The Demeter Collection

And so to Barrie’s contribution to the Demeter Collection, whose funds will do just that. The GlenDronach 30 Year Old Single Cask has been drawn from cask #2463, an oloroso Sherry butt, distilled at GlenDronach on 16 July 1993 and bottled on 23 November 2023. The year it was bottled and the cask it was matured in has a special connection to Barrie - in 1993 she was researching Sherry casks at the Scotch Whisky Research Institute.

She describes the liquid as a ‘cornucopia of lusciousness’ with tasting notes including bramble crumble, Black Forest gateau and pain au raisin. It’s super rare, and one of Barrie’s favourite GlenDronach vintages.

She sees the collaboration between Brown-Forman and the OurWhisky Foundation as well-matched, explaining that Brown-Forman’s business is made up of 42% women. “It’s really an extension, we are completely in sync with what you’re doing.”

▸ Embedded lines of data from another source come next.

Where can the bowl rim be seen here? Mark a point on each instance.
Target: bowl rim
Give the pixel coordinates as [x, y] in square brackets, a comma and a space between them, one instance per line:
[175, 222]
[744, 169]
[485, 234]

For Barrie, it is also a personal endeavour: “I want to empty my cup, I want to be part of helping other women to get into the industry and supporting them. It is hard, you know, the journey - it can be spiky, let's put it like that. If I can help to smooth the path, I think it’s great to be involved.”

The Demeter Collection auction will run 29 March - 8 April 2024 at whiskyauctioneer.com.